Singleton's Law
Page 18
He opened the make-up door and peered in, As he’d anticipated the girl was down on the studio floor doing running repairs to the interviewees. He opened another door.
“This is the costume cupboard,” he said. He took the machine-pistol out of the arm of an ancient great-coat, kept here for God knew what purpose. “The girl shouldn’t have cause to go in there.”
The swarthy man shrugged.
“Let’s hope she stays lucky,” he said flatly.
Whitey returned to the reception room which was emptying rapidly. The light above the studio door was green and as he watched, the door opened and the Directors filed out.
Wildthorpe spotted him and came across.
“How are you doing, son? You’ve been working well, I hear. It won’t be forgotten, never you fear. Are you coming out to see the fun?”

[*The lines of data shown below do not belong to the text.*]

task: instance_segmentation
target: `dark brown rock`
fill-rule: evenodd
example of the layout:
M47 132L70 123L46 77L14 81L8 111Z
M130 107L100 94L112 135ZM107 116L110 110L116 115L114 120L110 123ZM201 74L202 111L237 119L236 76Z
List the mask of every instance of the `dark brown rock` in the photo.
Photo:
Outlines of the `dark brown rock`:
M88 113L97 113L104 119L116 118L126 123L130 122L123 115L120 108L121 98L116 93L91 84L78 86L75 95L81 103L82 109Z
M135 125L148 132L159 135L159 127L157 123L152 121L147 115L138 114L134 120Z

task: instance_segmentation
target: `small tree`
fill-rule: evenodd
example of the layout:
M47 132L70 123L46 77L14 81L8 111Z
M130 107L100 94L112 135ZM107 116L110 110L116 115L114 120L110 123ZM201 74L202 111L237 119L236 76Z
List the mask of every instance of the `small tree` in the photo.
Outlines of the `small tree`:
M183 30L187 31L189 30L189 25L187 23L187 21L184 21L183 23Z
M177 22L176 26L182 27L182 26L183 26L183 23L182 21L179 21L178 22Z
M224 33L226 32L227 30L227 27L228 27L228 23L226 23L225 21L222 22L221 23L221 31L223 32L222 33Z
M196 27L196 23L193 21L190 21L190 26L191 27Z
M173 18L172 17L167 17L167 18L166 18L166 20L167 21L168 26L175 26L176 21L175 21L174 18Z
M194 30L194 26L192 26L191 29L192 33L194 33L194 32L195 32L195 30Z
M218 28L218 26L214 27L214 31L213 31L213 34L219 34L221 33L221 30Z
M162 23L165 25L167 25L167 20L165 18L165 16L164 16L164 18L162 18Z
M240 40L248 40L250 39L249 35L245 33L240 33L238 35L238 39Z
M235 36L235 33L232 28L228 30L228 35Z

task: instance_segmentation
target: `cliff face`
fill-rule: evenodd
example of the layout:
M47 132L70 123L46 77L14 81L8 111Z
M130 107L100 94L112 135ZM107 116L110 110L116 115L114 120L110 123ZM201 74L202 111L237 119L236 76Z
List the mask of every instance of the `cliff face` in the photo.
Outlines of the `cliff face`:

“No, I’d better stay here. I’m supposed to be talking to the Europeans when they arrive,” answered Whitey. Wildthorpe too sounded genuinely friendly. Could he act like this if something were suspected? More important, what would be the point?
The Director laughed.
“That lot! You needn’t bother. They’re coming in by chopper. We’ll let them see what a real Albion welcome is. They’ll be shitting garlic! We’ll take ’em straight to their seats, so you’ll have to do your chat a bit later. OK? Come on then.”
He put his arm round Whitey’s shoulders and led him out of the now empty room. The door was slammed shut behind them by two Strikers. They entered the lift which did not take them right down to pitch level but stopped halfway. They stepped out on to a concrete stair-landing. Another door straight ahead opened into the heat of the main stand and as they stepped out into the open air, they felt the noise of the crowd break over them like water.

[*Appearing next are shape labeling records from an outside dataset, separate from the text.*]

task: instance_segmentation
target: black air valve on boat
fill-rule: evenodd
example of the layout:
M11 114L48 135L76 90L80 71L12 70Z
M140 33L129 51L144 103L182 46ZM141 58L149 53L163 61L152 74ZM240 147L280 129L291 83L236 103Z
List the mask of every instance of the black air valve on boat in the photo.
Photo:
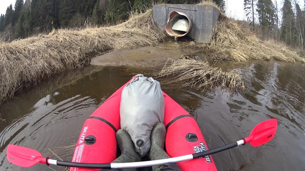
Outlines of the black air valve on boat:
M93 135L88 135L85 138L85 144L93 145L96 142L96 138Z
M188 142L195 142L198 141L198 137L194 133L189 133L185 135L185 139Z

Wildthorpe drew Whitey with him into the Royal Box, ignoring his protests.
“Always room for my friends,” he said. “Them frogs arrived yet?”
“No, Mr. Wildthorpe. Another ten minutes at least, so they say.”

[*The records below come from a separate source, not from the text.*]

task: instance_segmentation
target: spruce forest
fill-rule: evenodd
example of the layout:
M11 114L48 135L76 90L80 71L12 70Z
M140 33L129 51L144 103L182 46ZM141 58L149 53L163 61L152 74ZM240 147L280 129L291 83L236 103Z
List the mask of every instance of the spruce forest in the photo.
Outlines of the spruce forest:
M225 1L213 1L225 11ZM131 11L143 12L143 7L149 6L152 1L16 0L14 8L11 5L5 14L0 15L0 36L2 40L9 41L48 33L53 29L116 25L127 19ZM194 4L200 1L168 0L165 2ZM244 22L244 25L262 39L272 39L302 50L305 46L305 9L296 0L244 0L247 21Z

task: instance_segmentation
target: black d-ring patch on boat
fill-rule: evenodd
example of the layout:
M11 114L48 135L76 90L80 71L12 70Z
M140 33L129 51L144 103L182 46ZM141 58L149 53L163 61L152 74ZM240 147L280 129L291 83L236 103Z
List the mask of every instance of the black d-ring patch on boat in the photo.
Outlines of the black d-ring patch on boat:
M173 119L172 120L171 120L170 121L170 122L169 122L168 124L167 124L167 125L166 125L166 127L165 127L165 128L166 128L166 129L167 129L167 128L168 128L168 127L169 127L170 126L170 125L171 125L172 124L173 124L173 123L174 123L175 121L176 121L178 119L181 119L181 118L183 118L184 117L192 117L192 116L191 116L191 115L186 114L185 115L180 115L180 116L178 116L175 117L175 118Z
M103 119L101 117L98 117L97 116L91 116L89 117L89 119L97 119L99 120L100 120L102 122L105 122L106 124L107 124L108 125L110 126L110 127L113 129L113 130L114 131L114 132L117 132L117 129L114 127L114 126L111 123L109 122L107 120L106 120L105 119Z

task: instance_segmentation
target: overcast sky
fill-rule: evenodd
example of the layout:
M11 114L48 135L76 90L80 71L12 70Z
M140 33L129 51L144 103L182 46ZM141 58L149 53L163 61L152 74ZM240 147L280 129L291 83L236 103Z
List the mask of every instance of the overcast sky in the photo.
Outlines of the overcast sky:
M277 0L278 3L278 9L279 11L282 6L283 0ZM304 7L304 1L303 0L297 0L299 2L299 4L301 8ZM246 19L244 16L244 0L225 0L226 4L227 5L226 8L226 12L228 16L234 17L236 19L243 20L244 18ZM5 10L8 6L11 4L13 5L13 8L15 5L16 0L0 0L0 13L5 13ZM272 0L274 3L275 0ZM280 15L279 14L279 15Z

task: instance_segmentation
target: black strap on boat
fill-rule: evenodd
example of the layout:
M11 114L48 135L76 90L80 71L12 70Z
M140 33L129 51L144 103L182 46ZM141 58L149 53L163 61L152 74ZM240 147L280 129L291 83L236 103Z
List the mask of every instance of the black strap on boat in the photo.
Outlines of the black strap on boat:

“Right,” said Wildthorpe to the young aide who had spoken.
“Can’t wait any longer. Let’s get this show on the road. The heli-pilot can hold them above the Stadium till the entrance parade’s done. Serve the sods right. Off you go and press the starter, son.”
The aide left and Wildthorpe grinned at Whitey.
“Creepy little wanker, that one. You can have his seat.”
Whitey sat down. There was nothing else to do. He was trapped in the Stadium as firmly as if he had been in Wormwood Scrubs. More firmly, perhaps. He’d been able to get out of the Scrubs.
“Right,” said Wildthorpe. “Everyone sitting comfortably? Then we’ll begin.”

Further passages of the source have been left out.